After announcing the changes, Cudahy Mayor Josue Barrios, elected to the council in 2009 and appointed mayor last week, said Perez was fired "for cause," though he gave no specifics.

Perez's contract with the city, signed in 2008, provides he be paid 18 months' salary — which began that year at $172,548 — if he is terminated for any reason other than the commission of a felony involving personal gain.

The move represented a rare show of independence on the part of a council that has gone along with Perez on virtually all issues. Councilman David Silva, in a conversation with a Times reporter, said he was looking for the votes to fire Perez, citing unspecified "legal troubles" the city faced.

Silva said council members feared standing up to Perez. His own dissatisfaction with Perez, Silva said, began several months ago, since Perez had moved from Cudahy to Hacienda Heights. He had no comment on Monday's actions.

Still, sources knowledgeable about the efforts that led to Perez's firing said the council had discussed the move privately for months, going so far as to choreograph who would call for a vote on his employment and who would second the measure, and then how quickly the vote would take place.

"They've been talking about this for six months," said Gerardo Vallejo, a former administrative assistant to Perez who was fired a year ago and who said he was often in contact with council members.

Perez's rise came as part of the mid-1990s transition of the southeast county cities from white-majority city councils to ones that area predominantly Latino. He was appointed city manager while on the council, even though he had no education or background in public administration.
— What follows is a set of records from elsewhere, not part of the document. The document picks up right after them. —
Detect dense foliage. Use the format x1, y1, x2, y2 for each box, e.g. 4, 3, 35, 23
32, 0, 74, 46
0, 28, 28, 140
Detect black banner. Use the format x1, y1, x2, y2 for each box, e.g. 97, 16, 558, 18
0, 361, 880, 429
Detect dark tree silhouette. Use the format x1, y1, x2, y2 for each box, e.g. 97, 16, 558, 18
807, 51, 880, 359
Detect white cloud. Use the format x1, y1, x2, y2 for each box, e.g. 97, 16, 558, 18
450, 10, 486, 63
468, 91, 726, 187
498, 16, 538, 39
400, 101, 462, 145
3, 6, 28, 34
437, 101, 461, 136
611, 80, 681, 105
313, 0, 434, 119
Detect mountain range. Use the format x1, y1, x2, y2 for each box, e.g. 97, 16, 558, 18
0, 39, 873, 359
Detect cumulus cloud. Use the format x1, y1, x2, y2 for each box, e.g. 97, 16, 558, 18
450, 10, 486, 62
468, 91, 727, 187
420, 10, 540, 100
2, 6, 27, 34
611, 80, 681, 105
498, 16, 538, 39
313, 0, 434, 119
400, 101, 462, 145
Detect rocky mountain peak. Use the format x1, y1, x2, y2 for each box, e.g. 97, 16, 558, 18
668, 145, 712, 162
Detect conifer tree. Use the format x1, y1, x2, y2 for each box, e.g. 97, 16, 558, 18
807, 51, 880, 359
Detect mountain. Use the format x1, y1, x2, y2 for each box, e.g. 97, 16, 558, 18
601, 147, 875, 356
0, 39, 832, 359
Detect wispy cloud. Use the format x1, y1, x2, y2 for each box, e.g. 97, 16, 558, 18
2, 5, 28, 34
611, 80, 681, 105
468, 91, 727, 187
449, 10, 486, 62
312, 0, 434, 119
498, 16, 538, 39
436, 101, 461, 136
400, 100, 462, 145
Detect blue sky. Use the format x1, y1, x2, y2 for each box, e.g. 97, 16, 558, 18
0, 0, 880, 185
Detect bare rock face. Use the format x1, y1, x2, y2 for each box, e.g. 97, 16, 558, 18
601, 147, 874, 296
In 2001, Perez, who was raised in Cudahy, was the target of an investigation by the Public Integrity Division of the Los Angeles County district attorney's office into the process through which he was hired as city manager. The probe lasted two years and involved the search of both City Hall and Perez's Cudahy home.

The city hired six law firms and amassed hundreds of thousands of dollars in legal bills defending Perez, Olivas and other council members.

The investigation was eventually dropped for lack of evidence. Perez was never charged with any wrongdoing.

As city manager over the next decade, Perez gained a reputation for controlling public life in Cudahy. He also displayed remarkable attention to detail, calling residents who hadn't had their trash picked up and promising to have a truck swing by.

Contested elections were rare. Council members usually had no opposition — as in this month's municipal elections — and voted 5 to 0 on virtually every issue. In 2007 and 2009, the city held its first contested elections since the 1990s.

Luis Garcia, a former city employee who in 2007 and 2009 ran unsuccessfully against Perez's then-council allies, says Perez used city workers to campaign against him. Garcia's home was firebombed with a Molotov cocktail in 2009 — an event Garcia captured on video. No one has been charged in that incident.

"This is a day for celebration," Garcia said Monday. "Hopefully, this is the start of encouraging other people in my community to get involved in the democratic system and not fear being attacked the way I was attacked."